1. You need good, local, backups as well. Restoring big volumes of data if you need a full restore is very, very time consuming even if you have unlimted data and a fast connection.

2. My off site backup is cheap because I have found someone who will host a Synology appliance for me, so for about £200 spent and £30 worth of electricity a year the rest is free. Yes, I know this backup isn't backed up but there is a limit.

3. Just occasionally Cloud providers cease to trade and they will again.
I'm also all for home storage, with backups. A Synology DS420J NAS for me plus other backups on hard drives. The NAS does not run all the time, only on a few times or so per week to gather stuff. Local USB drives have full backups as well. Not set up for Internet wide access of my NAS, it's purely home network access.

I did it for convenience and to get away from the vagaries of any cloud service and its ultimate reliability and accessibility, and speeds of access for huge backups or restores.

One thing to figure with cloud services is how long do you intend to run with it, 5, 10, 20 25, 50 years? and try to figure what the total cost over that time might be.

As in item 3. above, will your chosen cloud service always be there, will it get taken over, will the fees change unexpectedly, there's too many unknown variables for me.
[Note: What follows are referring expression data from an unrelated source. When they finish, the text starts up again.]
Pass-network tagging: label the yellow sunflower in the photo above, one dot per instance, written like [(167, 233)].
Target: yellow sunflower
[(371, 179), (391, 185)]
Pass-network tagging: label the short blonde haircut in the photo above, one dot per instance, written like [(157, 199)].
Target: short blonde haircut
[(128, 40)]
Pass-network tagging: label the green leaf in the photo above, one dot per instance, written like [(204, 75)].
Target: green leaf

If the Internet collapses completely for some unknown and unexpected reason for even a short period of time, then the home NAS makes heaps of sense as it's always there.
 
Amazon will store unlimited photos (including raw) at full resolution if you have a Prime subscription.
 
Hard disk at a friend's house? Swap it from time to time? Save files to a small cloud repository between off site swaps?

The catch with cloud is the time a full restore takes. Some services will send you a hard disk I think. Very unusually my ISP offers 10Gbit/s, but even so...
 
The catch with cloud is the time a full restore takes. Some services will send you a hard disk I think. Very unusually my ISP offers 10Gbit/s, but even so...
100Mbit is pretty normal. That's 1 day per Terabyte. Not exactly forever. And a lot of people have 150-300Mbit now. A few in urban areas may have 1Gbit, which is under 3 hours per Terabyte.

Plus you probably would only need a small set of files on day 1, so you could recover those rapidly and then take a few days to trickle down the rest. It's not like very many people use entire library every day.

The real issue with cloud is backup, not restore. because most people have very slow upload speeds. They might have 200Mb downloads, but only 20Mbit uploads. That would take nearly a week (>5 days) for 1TB upload.
 
They are all pretty good, the only thing is as you store more & taking into account the larger files, you may well end up paying more than you budgeted .. L
 
the home NAS makes heaps of sense as it's always there.
Until your house burns down, goes up in a tornado, etc.
Or theft etc.

No worries, where I live is rated as extreme bushfire risk and the plan is to take those backup disks when fire approaches (or when we leave home for holidays, visits to relatives etc).

Fire threat has happened only once in 51 years here, pack the car with "valuables" and ready to move out. An old report that really needs freshening up of that fire, did this on the fire day and only a couple of days after getting my first digital camera http://homepages.ihug.com.au/~parsog/fire/index.html displays strangely as it was in the days when everyone had smaller monitors.

Tornado? They do happen in Australia but exceptionally rare and low risk in Sydney. In the event of an unexpected house flattening then the multi scattered backups in the house will help restore some semblance of normality.

In the final washup, the fact is that nothing matters.

When we fall off the twig I know for certain that all the disks will get junked, nobody wants my (possibly by then) terabytes of our images on those old clunky hard drives. Images that are important to kids and grandkids have already been sent to them.
 
The last time I made a full backup to a USB3 disk it was about 1Tb a day which is at several Gbits/s. Is your timing real life, measured or arithmetically arrived at? Testing my 1Gb connection here I'd manage a bit less than 1Tb a day from a server with little load. I've just tried it. Have you managed to download big data as quickly as you say in real life?